What else? 28th Edition of Foodcom PLANT-BASED Newsletter

Author Foodcom
Reading time 8 minut
Publication date 01 February 2023


Unfavorable weather conditions in the United Kingdom are negatively impacting the country’s sugar production

Forecasts for sugar production in the United Kingdom for the 2022/2023 season have never been particularly optimistic, but have recently been revised further downward due to severe weather conditions. Farmers say that low temperatures have damaged some of the sugar beets currently in the ground, which will certainly translate into lower sugar production. Not particularly sweet news, right?

France sees an increase in soft wheat exports outside the European Union

France, Europe’s largest wheat exporter, has seen a significant increase in soft wheat sales in recent months. The main reason for this is growing demand from North African countries. France’s position is also strengthened by the rising cost of insurance of shipments from Russia, the world’s largest wheat exporter.

Lower wheat and corn harvests in Ukraine

2023 will be the second consecutive year in which Ukraine’s wheat and corn yields will decline. Current forecasts predict production of 18 million tons of corn and 16 million tons of wheat, but this is a relatively optimistic option, and extremely unfavorable weather conditions could lower production levels even further. The main reasons for the decrease are, of course, the restrictions on cultivation related to the ongoing armed conflict. In the current situation, many Ukrainian farmers are struggling to survive.

The Americas

The corn situation between Mexico and the United States remains tense

The issue of regulation, including a ban on the importation of genetically modified corn into Mexico, has been in the news for several weeks. Farmers from the United States are very concerned about the situation, as many of them have sold a significant portion of their crop to Mexico and have never grown a conventional corn variety. Switching to it, they say, would require significant investment, so they are realistically concerned about their future. Finding a solution to this situation that satisfies all parties is definitely not a can of corn.

California’s weather patterns are changing dynamically

The state, which has struggled with a devastating drought for the past 3 years, is finally experiencing the coveted heavy rains. Perhaps too heavy, but that remains to be seen. Still, the current weather situation gives hope that water allocations this season will be more favorable to farmers than in the past three years. Much depends on whether the drought will be a hot topic again in a few months…

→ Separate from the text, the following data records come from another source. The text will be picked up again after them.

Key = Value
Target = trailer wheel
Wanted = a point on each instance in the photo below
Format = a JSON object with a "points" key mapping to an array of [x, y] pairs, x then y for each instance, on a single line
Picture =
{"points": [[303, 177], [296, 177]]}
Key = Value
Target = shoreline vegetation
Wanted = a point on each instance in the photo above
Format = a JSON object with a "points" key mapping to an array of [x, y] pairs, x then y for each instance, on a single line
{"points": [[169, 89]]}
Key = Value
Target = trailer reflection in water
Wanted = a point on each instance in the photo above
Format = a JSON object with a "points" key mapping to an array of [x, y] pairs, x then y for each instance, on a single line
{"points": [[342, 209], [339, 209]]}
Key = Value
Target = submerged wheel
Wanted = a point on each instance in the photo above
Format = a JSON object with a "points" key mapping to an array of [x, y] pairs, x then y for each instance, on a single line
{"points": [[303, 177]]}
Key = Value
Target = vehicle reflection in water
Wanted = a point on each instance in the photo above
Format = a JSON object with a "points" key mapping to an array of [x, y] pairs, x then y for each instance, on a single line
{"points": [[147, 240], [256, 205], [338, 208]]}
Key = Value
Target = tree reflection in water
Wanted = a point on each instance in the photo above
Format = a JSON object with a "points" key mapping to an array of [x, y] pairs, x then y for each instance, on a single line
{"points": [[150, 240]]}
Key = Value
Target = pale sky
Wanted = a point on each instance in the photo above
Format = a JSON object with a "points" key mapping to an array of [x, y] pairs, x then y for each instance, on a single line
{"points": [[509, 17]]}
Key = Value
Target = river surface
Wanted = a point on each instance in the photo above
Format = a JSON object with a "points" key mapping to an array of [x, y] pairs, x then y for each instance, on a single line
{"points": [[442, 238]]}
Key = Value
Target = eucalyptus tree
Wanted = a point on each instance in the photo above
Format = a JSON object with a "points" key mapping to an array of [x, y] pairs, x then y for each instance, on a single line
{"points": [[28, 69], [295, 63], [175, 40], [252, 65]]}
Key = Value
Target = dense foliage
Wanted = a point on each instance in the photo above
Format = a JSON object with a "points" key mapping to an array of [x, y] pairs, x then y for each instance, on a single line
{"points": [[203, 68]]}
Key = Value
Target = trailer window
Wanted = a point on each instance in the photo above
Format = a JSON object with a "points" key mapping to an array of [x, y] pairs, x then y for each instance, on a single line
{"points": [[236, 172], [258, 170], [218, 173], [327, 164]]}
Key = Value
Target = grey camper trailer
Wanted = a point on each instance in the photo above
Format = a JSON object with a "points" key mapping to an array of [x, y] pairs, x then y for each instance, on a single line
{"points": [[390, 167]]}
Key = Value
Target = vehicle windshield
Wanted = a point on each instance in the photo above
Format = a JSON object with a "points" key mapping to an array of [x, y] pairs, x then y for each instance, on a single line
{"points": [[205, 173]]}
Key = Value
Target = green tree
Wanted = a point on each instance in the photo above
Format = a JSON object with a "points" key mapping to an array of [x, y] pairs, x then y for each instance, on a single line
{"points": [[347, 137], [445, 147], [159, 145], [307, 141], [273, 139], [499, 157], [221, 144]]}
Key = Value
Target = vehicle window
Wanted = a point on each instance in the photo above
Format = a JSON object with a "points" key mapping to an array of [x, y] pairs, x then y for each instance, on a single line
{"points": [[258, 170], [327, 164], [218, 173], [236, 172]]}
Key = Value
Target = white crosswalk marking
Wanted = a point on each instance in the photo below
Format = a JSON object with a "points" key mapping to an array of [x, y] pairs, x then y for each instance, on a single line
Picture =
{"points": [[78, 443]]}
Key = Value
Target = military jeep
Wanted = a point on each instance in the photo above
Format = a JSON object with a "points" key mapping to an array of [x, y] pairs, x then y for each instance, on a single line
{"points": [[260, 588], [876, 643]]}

Mexico has ambitious plans to reduce its corn imports

The country aims to reduce corn imports by 30% or even 40% by 2024. Mexico is already largely self-sufficient in white corn production. The yellow variety, used mainly for animal feed, is in most part imported from abroad, mainly from the United States. This is expected to change as early as next year. The plans are ambitious, there’s no denying that.

Asia & Oceania

China currently grows more corn than rice

According to the latest data, corn accounts for 43% of China’s grain crop, while rice accounts for 34%. However, this does not mean that corn has taken the place of rice on the plates of the Chinese. Corn is used in large quantities for livestock feed and also for ethanol fuel. Corn syrup, which is added to many processed foods, is becoming increasingly popular as well.

Australia notes record grain harvest

Australian wheat production in the 2022-23 marketing year will reach a record 37 million tons, up from 36.34 million tons the previous year. The barley crop is expected to reach 13.5 million tons, the fourth highest in history. Sorghum production is estimated at 2.9 million tons and could be the third highest ever. However, this does not change the fact that weather conditions have been unfavorable recently. Heavy rains and flooding, among other things, have affected the quality of wheat, much of which has fallen into the feed grade.

The price of wheat flour has almost doubled in Nepal

The reason for this extreme price increase is mainly due to export restrictions on staple foods imposed by India. These restrictions were introduced in May last year. The shortage of wheat flour has been strongly felt in the country and has negatively affected the production of goods such as cookies, bread, noodles and naan.